Saturday, 23 October 2010
Cracking Animation
First published in 1998, Peter Lord and Brian Sibley's Cracking Animation: The Aardman Book of 3-D Animation (known in America under the boring title of Creating 3-D Animation) has entrenched itself as a standard text on the subject of stop motion.
After a foreword by Nick Park and an introduction by Peter Lord, the book provides a history of stop-motion, starting with the predecessors of film animation - Muybridge photographs, zoetropes and so forth - before discussing model animation pioneers such as Arthur Melbourne Cooper and Ladislaw Starewich and their successors, amongst them George Pal, Ray Harryhausen, Alexander Ptushko, the Brothers Quay, Jiri Trnka, Jan Svankmajer, Postgate and Firmin, Henry Selick, Art Clokey and others, making for a concise and informative introduction to the medium.
The remainder of the book is an engaging mixture of how-to manual and behind-the-scenes book. Aardman's technical approaches are described at length in a manner clearly intended for people who want to animate themselves. The studio's model characters are shown being constructed from the armature up with advice on how to construct your own ("This Gromit consists basically of a ball-and-socket armature and a body made of fast-cast resin. Plastazote could also be used for the core of the body, which needs to be hard enough to be drilled for fixing the puppet's limbs to it"). Advice is also given on makes of camera, lighting techniques and so forth, and the book also gives introductions to blue-screen photography, the substitution method employed by George Pal. Alongside this are straightforward walkthroughs for such parts of animation production as lip-syncing and storyboarding.
All of this is illustrated with nearly five hundred illustrations covering everything from Wallace and Gromit to lesser-known Aardman productions such as TV adverts and early short films, ensuring that the book has value for Aardman fans with no plans to construct armatures for themselves themselves.
Inevitably, Cracking Animation soon began to date: two years after its publication the studio broke into the world of feature films, an area largely ignored by the book; meanwhile, the rise of computer animation led to a world where "3-D animation" took on a rather different meaning. And so, in 2004 the book was revised to include a lengthy section on the making of Chicken Run, coverage of CGI and Aardman's works in that area, an account of the making of the pixilated web series Angry Kid, a brief section on the Creature Comforts series and short bits on Flash animation and computer games. And now, in 2010, another revised edition - twenty-odd pages longer than the 2004 version, and fifty or so longer than the original - has been released.
Naturally, the newer Aardman productions are covered: Curse of the Were-Rabbit, A Matter of Life and Death, Shaun the Sheep and Timmy Time are all present and correct, as is Luis Cook's award-sweeping The Pearce Sisters, each earning 2-4 pages.
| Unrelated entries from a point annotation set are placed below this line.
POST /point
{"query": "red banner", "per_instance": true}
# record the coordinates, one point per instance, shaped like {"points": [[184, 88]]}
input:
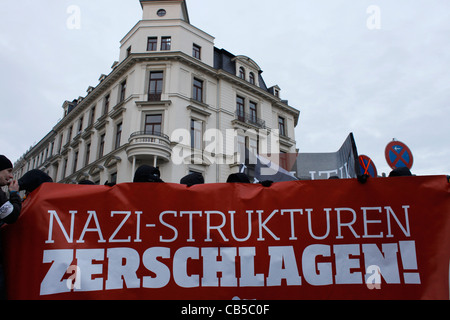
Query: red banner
{"points": [[336, 239]]}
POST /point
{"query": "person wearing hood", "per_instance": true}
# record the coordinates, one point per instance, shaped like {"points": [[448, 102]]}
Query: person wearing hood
{"points": [[32, 180], [147, 173], [10, 207]]}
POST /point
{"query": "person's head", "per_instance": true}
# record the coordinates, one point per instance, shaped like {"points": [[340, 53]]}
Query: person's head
{"points": [[238, 178], [147, 173], [33, 179], [5, 171], [192, 179]]}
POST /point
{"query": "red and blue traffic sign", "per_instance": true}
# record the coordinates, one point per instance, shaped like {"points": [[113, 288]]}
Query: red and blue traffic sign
{"points": [[367, 166], [398, 155]]}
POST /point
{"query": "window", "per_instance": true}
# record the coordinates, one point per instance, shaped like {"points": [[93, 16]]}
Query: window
{"points": [[166, 43], [161, 13], [251, 78], [196, 134], [106, 104], [152, 44], [60, 142], [123, 90], [69, 136], [282, 126], [196, 51], [198, 90], [92, 116], [101, 148], [75, 162], [87, 154], [242, 73], [118, 135], [80, 125], [155, 86], [64, 168], [240, 108], [253, 112], [153, 124]]}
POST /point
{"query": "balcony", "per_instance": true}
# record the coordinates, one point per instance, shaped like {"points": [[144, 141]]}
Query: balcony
{"points": [[250, 119], [143, 145]]}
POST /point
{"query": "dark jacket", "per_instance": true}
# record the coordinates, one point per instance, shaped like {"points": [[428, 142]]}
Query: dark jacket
{"points": [[9, 213], [14, 203]]}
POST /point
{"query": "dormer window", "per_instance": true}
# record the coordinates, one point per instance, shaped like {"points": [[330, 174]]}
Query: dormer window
{"points": [[242, 73], [161, 13], [251, 78], [166, 43]]}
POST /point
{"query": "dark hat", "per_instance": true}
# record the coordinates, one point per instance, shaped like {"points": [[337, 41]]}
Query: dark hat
{"points": [[5, 163], [193, 179], [86, 182], [32, 180], [147, 173], [400, 172], [238, 178]]}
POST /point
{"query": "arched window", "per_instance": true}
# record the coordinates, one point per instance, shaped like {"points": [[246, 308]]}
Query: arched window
{"points": [[242, 73], [251, 78]]}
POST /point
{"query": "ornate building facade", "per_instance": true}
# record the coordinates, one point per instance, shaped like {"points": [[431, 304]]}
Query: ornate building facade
{"points": [[172, 100]]}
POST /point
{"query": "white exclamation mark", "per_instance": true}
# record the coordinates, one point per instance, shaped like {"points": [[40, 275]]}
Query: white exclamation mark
{"points": [[409, 260]]}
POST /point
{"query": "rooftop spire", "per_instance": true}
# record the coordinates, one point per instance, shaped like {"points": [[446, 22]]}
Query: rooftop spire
{"points": [[164, 9]]}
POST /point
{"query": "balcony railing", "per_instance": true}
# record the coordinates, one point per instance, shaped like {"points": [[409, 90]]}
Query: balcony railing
{"points": [[154, 97], [250, 119], [144, 144]]}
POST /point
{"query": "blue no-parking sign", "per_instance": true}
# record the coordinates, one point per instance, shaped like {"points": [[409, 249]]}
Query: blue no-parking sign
{"points": [[398, 155]]}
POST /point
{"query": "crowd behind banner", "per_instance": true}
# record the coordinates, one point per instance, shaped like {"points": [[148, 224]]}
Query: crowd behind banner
{"points": [[334, 239]]}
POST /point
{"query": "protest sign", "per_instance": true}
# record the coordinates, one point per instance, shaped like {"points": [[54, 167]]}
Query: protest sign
{"points": [[333, 239], [321, 166]]}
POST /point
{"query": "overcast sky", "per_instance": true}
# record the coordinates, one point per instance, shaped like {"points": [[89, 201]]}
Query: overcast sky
{"points": [[378, 68]]}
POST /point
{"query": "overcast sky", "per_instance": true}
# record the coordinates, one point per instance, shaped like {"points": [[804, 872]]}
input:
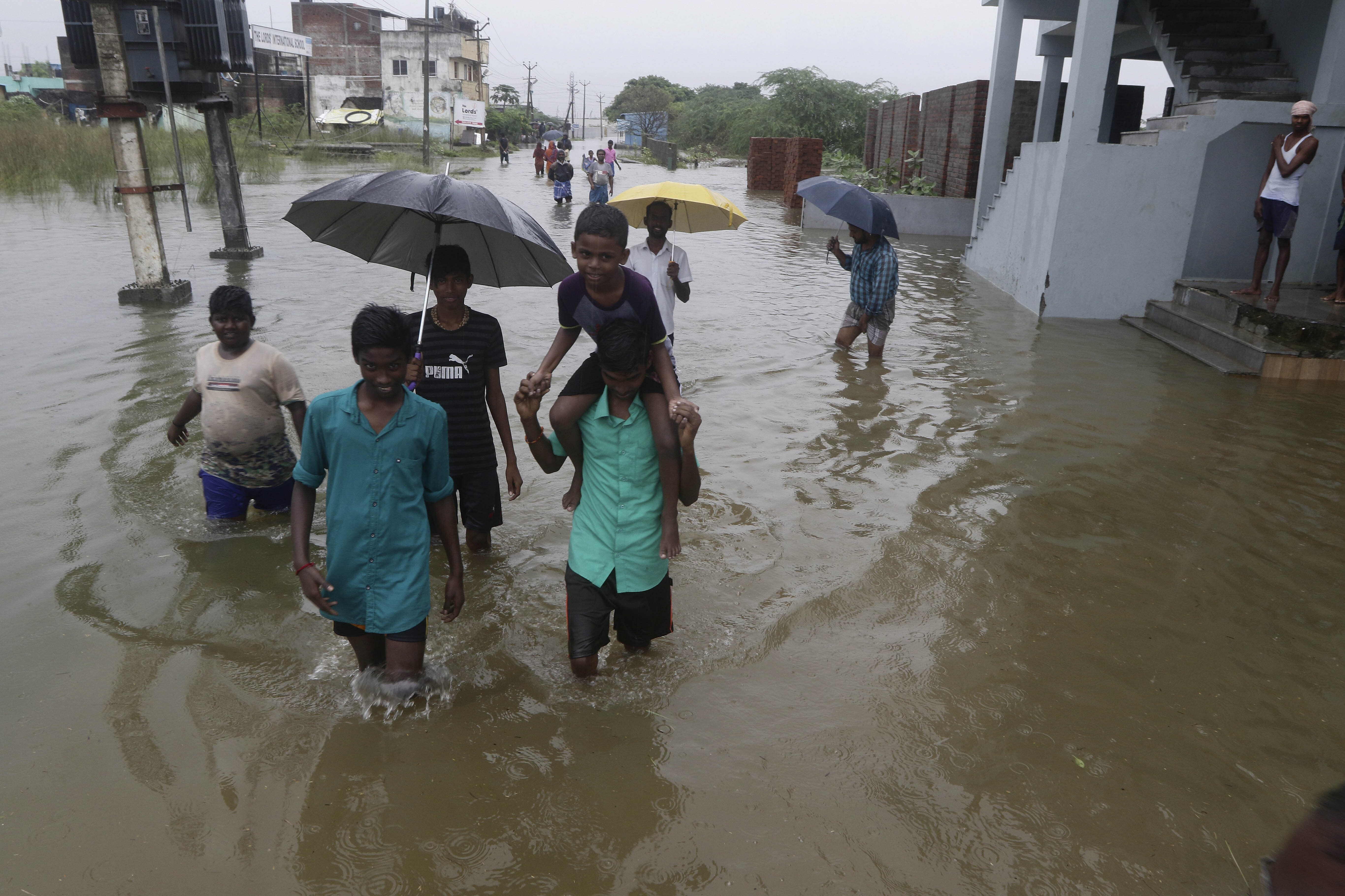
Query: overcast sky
{"points": [[918, 46]]}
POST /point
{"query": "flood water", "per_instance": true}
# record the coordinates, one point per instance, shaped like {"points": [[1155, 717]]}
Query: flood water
{"points": [[1019, 610]]}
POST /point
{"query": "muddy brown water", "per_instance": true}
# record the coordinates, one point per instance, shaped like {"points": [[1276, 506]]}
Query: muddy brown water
{"points": [[1021, 610]]}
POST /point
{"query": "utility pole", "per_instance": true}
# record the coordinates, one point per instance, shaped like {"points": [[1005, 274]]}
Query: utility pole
{"points": [[426, 111], [569, 112], [584, 120], [128, 154], [531, 83]]}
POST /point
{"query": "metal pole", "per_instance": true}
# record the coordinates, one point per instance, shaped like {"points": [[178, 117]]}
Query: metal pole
{"points": [[128, 153], [426, 110], [258, 92], [173, 122]]}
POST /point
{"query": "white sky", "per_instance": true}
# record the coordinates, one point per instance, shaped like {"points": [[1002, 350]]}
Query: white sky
{"points": [[915, 45]]}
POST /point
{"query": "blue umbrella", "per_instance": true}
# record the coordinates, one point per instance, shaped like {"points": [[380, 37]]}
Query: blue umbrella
{"points": [[852, 204]]}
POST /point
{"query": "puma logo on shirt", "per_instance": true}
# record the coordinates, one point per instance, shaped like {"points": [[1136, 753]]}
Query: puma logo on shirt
{"points": [[448, 372]]}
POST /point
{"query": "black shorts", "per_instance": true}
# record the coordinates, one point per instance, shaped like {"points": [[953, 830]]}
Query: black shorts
{"points": [[641, 615], [413, 634], [588, 381], [478, 494]]}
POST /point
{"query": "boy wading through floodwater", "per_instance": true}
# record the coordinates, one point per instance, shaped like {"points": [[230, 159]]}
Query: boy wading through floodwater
{"points": [[463, 353], [239, 389], [615, 563], [600, 294], [384, 453]]}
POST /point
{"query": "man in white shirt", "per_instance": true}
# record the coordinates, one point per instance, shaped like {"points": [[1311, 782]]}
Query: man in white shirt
{"points": [[664, 266]]}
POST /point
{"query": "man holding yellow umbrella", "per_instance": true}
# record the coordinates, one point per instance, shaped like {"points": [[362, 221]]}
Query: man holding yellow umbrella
{"points": [[661, 208]]}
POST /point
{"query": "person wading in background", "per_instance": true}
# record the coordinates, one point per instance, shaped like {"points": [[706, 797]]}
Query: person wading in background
{"points": [[874, 290], [1277, 205]]}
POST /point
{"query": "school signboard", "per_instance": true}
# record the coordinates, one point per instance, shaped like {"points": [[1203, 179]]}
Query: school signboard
{"points": [[470, 113], [279, 41]]}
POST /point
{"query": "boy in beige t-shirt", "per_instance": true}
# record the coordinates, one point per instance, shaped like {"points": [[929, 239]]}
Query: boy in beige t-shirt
{"points": [[239, 391]]}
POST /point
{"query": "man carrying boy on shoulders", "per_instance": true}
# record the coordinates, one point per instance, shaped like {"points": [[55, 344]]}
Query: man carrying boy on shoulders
{"points": [[615, 562]]}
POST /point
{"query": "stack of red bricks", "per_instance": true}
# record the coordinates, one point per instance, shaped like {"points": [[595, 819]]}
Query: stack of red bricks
{"points": [[802, 161], [766, 163]]}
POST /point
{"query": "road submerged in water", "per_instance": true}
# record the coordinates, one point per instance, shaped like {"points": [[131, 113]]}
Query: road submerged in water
{"points": [[1024, 609]]}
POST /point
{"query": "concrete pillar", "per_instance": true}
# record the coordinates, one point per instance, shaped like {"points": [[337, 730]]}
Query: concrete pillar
{"points": [[228, 189], [1329, 84], [1109, 101], [1089, 73], [1004, 69], [1048, 97], [128, 153]]}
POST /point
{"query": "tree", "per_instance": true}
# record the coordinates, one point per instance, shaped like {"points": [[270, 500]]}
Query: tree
{"points": [[651, 93]]}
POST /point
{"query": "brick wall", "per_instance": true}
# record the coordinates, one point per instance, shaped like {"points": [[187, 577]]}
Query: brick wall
{"points": [[766, 163], [802, 161], [346, 49]]}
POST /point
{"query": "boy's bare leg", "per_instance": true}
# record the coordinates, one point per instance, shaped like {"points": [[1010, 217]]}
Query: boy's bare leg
{"points": [[1258, 266], [478, 541], [405, 660], [1339, 297], [670, 469], [369, 650], [566, 422], [1281, 266]]}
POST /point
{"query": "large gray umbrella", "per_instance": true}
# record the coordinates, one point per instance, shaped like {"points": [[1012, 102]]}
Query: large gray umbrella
{"points": [[397, 219], [400, 217]]}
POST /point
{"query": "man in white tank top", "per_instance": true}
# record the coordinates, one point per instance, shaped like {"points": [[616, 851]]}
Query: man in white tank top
{"points": [[1277, 205]]}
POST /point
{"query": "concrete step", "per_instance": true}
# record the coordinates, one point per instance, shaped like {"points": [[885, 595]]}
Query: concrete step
{"points": [[1171, 123], [1237, 69], [1247, 349], [1196, 84], [1140, 138], [1225, 44], [1196, 350], [1214, 57]]}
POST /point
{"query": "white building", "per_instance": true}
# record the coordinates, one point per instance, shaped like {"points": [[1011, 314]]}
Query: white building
{"points": [[1090, 229], [458, 66]]}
Some of the studio's more recent advertising work is also included.
The 2004 edition's slightly vague "new directions for animators" has grown into a more solid section on web-based Flash animation and online games. Although perhaps a little out-of-place in a book on 3-D animation, these are still good introductions to the subjects and also welcome spotlights on an area of Aardman's work that tends to be overlooked in favour of the studio's trademark stop-motion.
A few new pages have been added to the stop-motion history chapter since the first edition; these focus mainly on Aardman's own productions, missing the opportunity to cover the likes of Fantastic Mr. Fox and Madame Tutli-Putli. A potted history of CGI is included but is, unfortunately, in places garbled and inaccurate and seems to have been a bit of rushed job, not up to the standards of the rest of the book.
But if there is any reason to be disappointed with the new edition, it is the removal of material. The overhaul of the 2004 edition's sections on CGI and Flash means that the behind-the-scenes looks at Big Jeff and a couple of CGI adverts are nowhere to be found in the latest edition. True, these are not amongst Aardman's flagship productions, but the development work was still interesting to see.
This aside, it's good to see an already strong book periodically improving itself. Anyone who wants an introduction to the history of stop motion in general and Aardman in particular should give it a look.